Eerst en vooral zullen zij er zich op toeleggen, de eindeloze liefde van God voor het mensdom te doen uitschijnen : niet alleen heeft God ons leven en ons lichaam, onze eer en goeden naam beschermd door de twee voorgaande geboden : Gij zult niet doden, gij zult geen overspel bedrijven; Hij verdedigt en beschermt ook onze uiterlijke goederen, onze rijkdommen en bezittingen door dit gebod : Gij zult niet stelen.

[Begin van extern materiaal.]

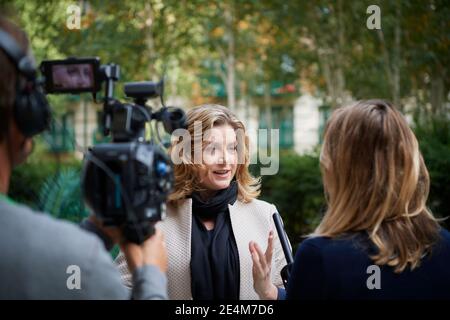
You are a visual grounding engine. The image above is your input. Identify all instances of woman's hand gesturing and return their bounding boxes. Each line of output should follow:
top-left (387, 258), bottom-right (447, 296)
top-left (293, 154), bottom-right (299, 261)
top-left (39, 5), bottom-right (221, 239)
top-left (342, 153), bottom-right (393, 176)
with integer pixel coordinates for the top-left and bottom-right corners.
top-left (249, 231), bottom-right (278, 300)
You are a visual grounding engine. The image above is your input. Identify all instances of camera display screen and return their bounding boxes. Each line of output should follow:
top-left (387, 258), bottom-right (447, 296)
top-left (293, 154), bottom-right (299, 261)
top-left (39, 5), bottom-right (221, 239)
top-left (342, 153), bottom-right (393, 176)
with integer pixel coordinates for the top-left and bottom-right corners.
top-left (52, 63), bottom-right (94, 90)
top-left (40, 57), bottom-right (101, 94)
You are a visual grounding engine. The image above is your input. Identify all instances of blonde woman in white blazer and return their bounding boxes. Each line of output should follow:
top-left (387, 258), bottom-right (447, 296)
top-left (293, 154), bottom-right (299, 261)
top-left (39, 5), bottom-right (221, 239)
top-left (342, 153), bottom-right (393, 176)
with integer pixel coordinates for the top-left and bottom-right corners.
top-left (116, 104), bottom-right (289, 300)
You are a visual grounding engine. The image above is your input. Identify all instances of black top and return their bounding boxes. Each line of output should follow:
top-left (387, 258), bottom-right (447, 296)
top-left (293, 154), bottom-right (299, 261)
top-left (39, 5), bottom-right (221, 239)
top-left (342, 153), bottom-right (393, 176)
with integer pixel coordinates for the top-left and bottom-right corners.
top-left (285, 228), bottom-right (450, 299)
top-left (190, 182), bottom-right (240, 300)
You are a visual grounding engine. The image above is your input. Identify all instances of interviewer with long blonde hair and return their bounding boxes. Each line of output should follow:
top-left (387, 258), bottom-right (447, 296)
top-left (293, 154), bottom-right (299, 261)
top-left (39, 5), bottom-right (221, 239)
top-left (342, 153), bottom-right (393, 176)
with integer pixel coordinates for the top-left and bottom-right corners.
top-left (250, 99), bottom-right (450, 299)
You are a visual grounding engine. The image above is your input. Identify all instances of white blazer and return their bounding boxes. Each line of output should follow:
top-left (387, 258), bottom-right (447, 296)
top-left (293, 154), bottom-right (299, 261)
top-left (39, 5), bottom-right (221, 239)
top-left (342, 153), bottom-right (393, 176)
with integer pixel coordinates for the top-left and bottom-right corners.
top-left (115, 198), bottom-right (290, 299)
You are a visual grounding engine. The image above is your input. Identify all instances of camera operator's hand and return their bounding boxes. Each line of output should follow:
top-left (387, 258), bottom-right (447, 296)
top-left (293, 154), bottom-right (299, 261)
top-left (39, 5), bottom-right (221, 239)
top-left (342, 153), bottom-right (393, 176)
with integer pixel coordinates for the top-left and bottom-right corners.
top-left (87, 214), bottom-right (122, 244)
top-left (120, 228), bottom-right (167, 274)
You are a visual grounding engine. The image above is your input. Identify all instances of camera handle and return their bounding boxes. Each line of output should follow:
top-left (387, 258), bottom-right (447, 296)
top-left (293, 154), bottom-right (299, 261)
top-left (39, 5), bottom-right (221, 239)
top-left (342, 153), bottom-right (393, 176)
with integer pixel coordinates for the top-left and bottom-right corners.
top-left (272, 212), bottom-right (294, 289)
top-left (100, 63), bottom-right (120, 136)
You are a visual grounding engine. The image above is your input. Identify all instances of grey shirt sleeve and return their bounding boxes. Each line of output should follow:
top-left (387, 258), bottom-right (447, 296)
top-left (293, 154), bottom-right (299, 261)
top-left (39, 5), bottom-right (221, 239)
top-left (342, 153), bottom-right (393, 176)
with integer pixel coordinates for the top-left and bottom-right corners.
top-left (0, 201), bottom-right (167, 299)
top-left (84, 240), bottom-right (168, 300)
top-left (131, 265), bottom-right (168, 300)
top-left (79, 218), bottom-right (167, 299)
top-left (81, 239), bottom-right (130, 299)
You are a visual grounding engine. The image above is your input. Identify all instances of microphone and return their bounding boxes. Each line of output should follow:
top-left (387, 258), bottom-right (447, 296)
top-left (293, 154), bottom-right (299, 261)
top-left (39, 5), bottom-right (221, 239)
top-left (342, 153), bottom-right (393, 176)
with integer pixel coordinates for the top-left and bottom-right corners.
top-left (272, 212), bottom-right (294, 288)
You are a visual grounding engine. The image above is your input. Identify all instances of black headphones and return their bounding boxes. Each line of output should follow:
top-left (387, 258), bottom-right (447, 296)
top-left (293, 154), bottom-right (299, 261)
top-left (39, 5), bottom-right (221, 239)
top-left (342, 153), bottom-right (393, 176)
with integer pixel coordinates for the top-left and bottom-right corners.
top-left (0, 28), bottom-right (51, 137)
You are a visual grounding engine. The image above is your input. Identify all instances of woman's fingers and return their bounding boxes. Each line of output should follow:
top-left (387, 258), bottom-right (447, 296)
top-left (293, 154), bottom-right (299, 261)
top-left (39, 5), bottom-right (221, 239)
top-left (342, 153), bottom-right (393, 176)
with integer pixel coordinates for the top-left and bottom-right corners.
top-left (250, 235), bottom-right (274, 273)
top-left (265, 230), bottom-right (274, 265)
top-left (253, 242), bottom-right (268, 273)
top-left (249, 233), bottom-right (274, 279)
top-left (250, 242), bottom-right (265, 279)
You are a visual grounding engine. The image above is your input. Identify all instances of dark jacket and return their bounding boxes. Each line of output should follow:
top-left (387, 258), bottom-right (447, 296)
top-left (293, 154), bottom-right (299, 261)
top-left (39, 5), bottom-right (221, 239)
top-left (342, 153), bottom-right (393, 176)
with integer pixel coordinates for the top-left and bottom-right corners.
top-left (285, 228), bottom-right (450, 299)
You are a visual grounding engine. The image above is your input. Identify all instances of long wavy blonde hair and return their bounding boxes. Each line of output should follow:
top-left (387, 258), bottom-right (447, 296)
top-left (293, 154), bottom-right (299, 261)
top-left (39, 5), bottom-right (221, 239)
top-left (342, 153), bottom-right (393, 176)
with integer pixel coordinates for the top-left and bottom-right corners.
top-left (168, 104), bottom-right (261, 206)
top-left (316, 100), bottom-right (441, 273)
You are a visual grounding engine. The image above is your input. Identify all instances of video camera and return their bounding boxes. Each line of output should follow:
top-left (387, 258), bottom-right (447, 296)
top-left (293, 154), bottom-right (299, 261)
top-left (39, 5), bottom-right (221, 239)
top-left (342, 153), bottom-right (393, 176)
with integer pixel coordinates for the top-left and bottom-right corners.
top-left (40, 57), bottom-right (186, 243)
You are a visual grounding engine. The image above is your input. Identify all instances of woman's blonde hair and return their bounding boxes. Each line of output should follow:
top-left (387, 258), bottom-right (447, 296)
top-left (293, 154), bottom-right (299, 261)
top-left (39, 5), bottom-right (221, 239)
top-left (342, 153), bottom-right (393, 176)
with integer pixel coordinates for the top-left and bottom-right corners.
top-left (168, 104), bottom-right (260, 205)
top-left (316, 99), bottom-right (440, 273)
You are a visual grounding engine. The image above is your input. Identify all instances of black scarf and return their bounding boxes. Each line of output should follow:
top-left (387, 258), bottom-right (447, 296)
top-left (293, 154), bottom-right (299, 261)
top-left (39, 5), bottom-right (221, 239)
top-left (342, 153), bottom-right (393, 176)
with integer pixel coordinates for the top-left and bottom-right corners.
top-left (190, 181), bottom-right (240, 300)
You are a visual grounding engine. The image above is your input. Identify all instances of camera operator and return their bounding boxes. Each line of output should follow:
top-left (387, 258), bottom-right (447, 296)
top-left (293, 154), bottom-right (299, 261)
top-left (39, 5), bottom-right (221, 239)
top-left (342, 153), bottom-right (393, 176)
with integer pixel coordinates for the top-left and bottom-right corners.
top-left (0, 16), bottom-right (168, 300)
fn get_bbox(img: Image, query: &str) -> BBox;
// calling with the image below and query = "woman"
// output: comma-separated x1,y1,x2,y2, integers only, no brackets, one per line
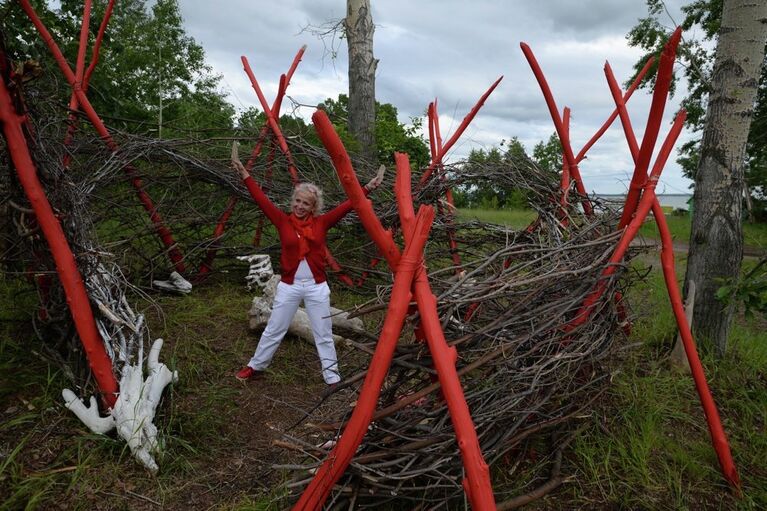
232,143,384,386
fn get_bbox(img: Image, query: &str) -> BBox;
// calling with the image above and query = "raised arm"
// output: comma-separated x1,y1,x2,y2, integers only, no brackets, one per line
321,165,385,228
232,142,285,225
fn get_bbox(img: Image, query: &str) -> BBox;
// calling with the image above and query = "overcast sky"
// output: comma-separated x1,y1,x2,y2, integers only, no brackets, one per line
178,0,694,195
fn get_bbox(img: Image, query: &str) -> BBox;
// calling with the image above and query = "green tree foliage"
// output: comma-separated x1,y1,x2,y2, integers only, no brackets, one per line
626,0,766,215
532,133,563,173
453,137,532,210
318,94,429,168
6,0,234,136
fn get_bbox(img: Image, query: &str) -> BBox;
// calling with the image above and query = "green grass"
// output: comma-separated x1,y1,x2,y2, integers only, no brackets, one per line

Betekenis van dit gebod. #

Welke betekenis kunnen wij hechten aan die woorden, tenzij diegene die we uiteengezet hebben als we voor de voorgaande geboden handelden, namelijk dat God verbiedt onze bezittingen, die onder zijn bescherming staan, te ontroven of te schenden. Hoe groter de weldaad is van de goddelijke wet, des te meer zijn wij verplicht ons dankbaar te betonen tegenover God, de Gever van die weldaad. En we kunnen niet beter onze dankbaarheid betonen dan met de geboden gaarne te aanhoren en ze ook te onderhouden ; daarom moeten we de gelovigen opwekken en aanmoedigen om hun plicht te vervullen met dit gebod na te leven.

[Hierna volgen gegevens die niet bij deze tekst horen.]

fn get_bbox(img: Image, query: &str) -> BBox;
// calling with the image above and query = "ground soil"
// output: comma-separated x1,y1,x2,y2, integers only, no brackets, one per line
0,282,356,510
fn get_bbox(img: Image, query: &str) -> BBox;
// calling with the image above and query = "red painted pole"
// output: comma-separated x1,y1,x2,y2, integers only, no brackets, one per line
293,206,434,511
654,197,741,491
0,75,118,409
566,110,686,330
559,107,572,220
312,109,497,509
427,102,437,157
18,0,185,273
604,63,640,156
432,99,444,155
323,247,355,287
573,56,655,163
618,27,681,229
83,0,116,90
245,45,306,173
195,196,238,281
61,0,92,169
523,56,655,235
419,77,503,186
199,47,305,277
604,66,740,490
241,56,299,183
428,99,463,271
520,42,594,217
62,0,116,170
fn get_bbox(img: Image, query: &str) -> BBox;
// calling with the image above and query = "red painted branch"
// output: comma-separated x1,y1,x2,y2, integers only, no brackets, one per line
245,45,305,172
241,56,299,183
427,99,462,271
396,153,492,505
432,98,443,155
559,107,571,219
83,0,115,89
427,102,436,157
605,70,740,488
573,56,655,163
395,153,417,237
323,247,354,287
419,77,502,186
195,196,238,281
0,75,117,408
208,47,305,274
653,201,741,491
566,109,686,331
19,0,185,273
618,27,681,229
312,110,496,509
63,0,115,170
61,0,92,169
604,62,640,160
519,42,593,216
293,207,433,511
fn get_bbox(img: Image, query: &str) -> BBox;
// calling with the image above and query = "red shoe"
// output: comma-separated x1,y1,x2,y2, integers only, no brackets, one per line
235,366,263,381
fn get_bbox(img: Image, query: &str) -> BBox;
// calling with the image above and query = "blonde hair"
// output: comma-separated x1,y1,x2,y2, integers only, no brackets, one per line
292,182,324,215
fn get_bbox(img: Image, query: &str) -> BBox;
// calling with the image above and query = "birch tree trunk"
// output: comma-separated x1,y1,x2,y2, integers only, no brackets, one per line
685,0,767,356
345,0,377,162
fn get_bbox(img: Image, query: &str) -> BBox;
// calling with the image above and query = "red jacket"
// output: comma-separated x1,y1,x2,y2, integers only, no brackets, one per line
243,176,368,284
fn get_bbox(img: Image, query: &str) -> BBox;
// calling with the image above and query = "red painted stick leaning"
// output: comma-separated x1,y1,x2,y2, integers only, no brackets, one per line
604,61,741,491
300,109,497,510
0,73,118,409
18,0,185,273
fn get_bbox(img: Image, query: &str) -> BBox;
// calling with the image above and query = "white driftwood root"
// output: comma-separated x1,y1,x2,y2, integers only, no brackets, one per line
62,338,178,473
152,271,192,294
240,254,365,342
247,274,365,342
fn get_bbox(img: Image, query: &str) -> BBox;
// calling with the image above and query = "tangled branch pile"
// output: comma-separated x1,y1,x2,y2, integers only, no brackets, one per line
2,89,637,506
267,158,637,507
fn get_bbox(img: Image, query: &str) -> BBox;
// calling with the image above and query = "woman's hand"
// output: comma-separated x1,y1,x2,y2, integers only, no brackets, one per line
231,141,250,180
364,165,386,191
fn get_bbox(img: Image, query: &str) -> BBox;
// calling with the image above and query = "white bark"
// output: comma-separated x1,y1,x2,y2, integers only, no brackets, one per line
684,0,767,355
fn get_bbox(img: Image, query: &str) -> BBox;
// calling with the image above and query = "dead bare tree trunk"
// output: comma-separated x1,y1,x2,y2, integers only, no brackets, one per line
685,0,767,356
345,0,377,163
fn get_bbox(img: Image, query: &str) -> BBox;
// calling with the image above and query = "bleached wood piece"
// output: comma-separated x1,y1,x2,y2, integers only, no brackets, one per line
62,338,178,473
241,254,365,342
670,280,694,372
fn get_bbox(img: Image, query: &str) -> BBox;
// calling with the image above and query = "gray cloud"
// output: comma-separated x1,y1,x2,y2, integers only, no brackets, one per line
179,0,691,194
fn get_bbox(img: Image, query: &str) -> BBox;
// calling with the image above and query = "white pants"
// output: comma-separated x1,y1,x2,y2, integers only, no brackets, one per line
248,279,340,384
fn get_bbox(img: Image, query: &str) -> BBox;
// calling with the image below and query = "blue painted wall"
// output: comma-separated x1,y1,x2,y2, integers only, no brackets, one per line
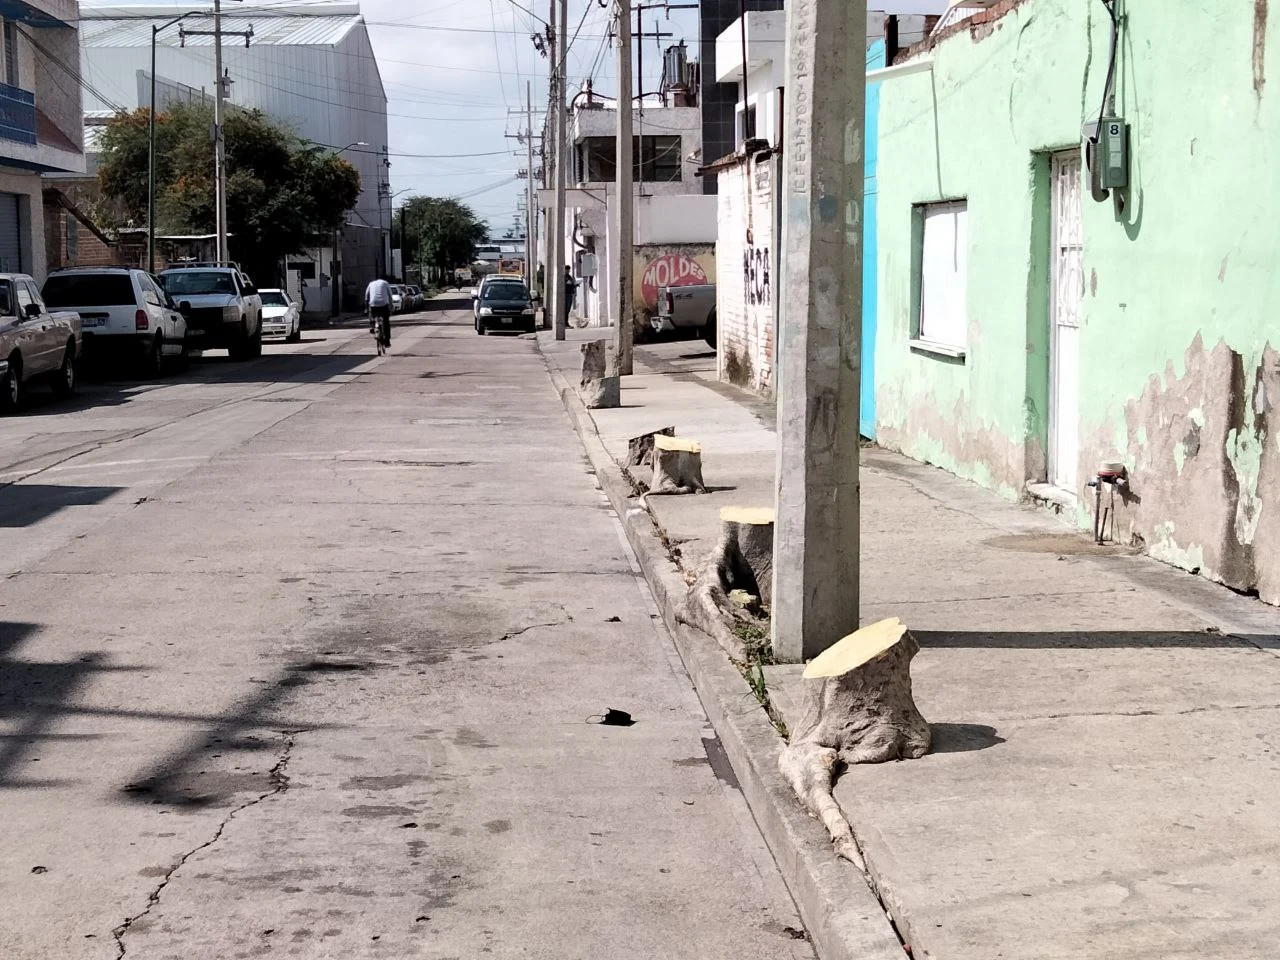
861,40,884,439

Evenals de voorgaande, is ook dit gebod in twee delen verdeeld: het eerste, dat uitdrukkelijk vermeld is, verbiedt te stelen ; het tweede, dat onder verstaan is in het eerste, gebiedt ons liefdadig en mild te zijn voor de naaste. Eerst behandelen we het eerste deel : Gij zult niet stelen.

Wat betekent het woord stelen ? #

Eerst moet men bemerken dat het woord stelen niet alleen betekent heimelijk iets wegnemen tegen de wil van de eigenaar, maar ook iets behouden dat aan een ander toebehoort, met kennis van de eigenaar doch tegen zijn wil. Men mag immers niet veronderstellen dat God, die de diefstal verbiedt, de roof, die met geweld en belediging begaan wordt, niet zou afkeuren; de Apostel zegt ook : “Roovers zullen het rijk van God niet bezitten„ 2, en voegt er bij dat we allen omgang en gemeenschap met hen moeten vluchten. De roof is een grotere zonde dan de diefstal, omdat men daardoor niet alleen iets ontvreemdt, maar daarbij ook de eigenaar geweld aandoet en hem beledigt.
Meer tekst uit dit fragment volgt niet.